Pentatricopeptide repeat (PPR) proteins are eukaryotic RNA binding proteins that are
especially prevalent in terrestrial plants. Members of the PPR family in plants can be
classified into two distinct subfamilies, the P subfamily and the PLS subfamily. A subclass of
PLS subfamily PPR proteins contain a novel C-terminal domain, named the DYW deaminase
domain due to its conserved terminal aspartate (D), tyrosine (Y), tryptophan (W) triplet.

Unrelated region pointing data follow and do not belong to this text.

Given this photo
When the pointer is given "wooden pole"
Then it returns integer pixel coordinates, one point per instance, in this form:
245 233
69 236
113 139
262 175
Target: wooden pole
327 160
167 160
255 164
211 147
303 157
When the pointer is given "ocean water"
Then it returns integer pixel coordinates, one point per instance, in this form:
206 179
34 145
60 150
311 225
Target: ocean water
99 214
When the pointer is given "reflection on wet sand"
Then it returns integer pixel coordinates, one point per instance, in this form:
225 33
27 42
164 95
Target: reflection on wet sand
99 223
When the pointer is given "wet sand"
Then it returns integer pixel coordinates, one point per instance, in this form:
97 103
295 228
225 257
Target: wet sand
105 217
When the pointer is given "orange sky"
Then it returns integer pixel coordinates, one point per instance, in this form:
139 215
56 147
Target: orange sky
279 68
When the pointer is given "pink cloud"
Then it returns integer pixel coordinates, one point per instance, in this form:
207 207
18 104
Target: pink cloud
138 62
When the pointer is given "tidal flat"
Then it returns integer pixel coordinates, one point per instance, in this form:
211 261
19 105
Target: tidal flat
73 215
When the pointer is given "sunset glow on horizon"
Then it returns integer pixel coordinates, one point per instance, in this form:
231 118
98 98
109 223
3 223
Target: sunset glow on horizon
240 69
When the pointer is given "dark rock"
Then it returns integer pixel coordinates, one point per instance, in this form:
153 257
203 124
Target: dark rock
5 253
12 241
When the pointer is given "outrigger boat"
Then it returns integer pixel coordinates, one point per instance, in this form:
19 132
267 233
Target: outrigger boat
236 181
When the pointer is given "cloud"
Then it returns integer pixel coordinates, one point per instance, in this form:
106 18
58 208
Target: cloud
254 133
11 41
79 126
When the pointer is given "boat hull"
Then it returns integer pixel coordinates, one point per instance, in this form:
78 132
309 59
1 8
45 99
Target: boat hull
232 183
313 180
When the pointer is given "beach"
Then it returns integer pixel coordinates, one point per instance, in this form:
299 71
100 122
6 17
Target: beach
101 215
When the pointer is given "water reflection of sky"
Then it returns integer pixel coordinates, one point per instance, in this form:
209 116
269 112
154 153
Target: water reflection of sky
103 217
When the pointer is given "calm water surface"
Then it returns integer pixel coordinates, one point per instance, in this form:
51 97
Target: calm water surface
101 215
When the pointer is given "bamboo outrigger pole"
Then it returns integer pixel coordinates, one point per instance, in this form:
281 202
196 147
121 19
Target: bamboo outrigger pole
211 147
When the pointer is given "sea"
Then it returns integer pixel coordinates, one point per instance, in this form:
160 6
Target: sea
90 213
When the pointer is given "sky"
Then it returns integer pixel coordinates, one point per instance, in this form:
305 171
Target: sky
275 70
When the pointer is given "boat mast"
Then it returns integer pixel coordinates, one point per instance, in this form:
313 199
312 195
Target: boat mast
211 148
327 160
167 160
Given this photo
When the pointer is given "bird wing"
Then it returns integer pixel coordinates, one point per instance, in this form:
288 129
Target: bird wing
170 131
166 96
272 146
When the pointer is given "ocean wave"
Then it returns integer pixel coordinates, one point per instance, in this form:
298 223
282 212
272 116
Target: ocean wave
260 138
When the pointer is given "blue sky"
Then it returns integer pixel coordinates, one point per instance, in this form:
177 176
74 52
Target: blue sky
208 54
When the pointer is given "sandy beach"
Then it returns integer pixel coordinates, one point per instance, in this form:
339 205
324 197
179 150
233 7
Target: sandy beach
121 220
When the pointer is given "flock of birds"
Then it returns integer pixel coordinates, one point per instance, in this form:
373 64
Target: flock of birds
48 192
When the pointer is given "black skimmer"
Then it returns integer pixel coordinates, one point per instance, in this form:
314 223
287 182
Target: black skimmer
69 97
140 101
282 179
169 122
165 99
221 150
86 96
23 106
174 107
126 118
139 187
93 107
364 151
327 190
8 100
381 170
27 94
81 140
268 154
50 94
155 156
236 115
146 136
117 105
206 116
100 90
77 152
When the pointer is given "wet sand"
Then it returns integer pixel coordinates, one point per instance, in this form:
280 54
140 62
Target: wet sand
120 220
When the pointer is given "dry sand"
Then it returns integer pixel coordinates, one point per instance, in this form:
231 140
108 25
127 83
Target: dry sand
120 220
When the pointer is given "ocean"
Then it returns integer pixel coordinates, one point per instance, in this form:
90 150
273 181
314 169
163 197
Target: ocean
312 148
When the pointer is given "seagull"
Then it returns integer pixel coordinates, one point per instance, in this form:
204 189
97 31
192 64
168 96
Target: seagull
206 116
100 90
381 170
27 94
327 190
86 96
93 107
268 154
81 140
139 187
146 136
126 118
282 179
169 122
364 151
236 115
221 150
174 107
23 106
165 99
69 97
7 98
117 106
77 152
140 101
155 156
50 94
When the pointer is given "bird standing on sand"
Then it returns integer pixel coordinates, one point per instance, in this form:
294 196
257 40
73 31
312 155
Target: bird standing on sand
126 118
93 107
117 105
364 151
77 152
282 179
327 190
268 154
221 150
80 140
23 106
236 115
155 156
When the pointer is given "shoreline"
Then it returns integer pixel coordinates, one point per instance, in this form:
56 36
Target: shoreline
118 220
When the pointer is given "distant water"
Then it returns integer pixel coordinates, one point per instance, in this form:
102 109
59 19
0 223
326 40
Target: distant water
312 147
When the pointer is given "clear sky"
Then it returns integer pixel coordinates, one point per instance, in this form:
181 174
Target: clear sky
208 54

DYW type PPR proteins are implicated as trans-factors in C to U RNA editing in plant
chloroplasts and mitochondria, although structural and mechanistic information about this
process is lacking. To address this, we have expressed and purified a recombinant
Arabidopsis thaliana DYW-type protein, AEF3, as an N-terminal His 6 -Maltose Binding
Protein (MBP) fusion construct on amylose resin. However, Size Exclusion Chromatography
coupled Multi-Angle Light Scattering (SEC-MALS) data suggests that this fusion protein
aggregates into large complexes in the MDa mass range (> 10 6 Da). In addition, the fusion
protein precipitates upon removal of the His 6 -MBP fusion tag with Tobacco Etch Virus
(TEV) protease when analysed by SDS-PAGE likely linked to its aggregating behaviour as a
purified fusion. This behaviour upon TEV protease treatment has been utilised to develop an
SDS-PAGE based assay to identify conditions where the aggregation state of the protein has
been improved. Stable cleaved AEF3 is desired to be used for X-ray Crystallography, and for
Small Angle X-ray Scattering experiments, to obtain structural data on this DYW-type PPR
protein and it’s RNA binding and editing mechanisms.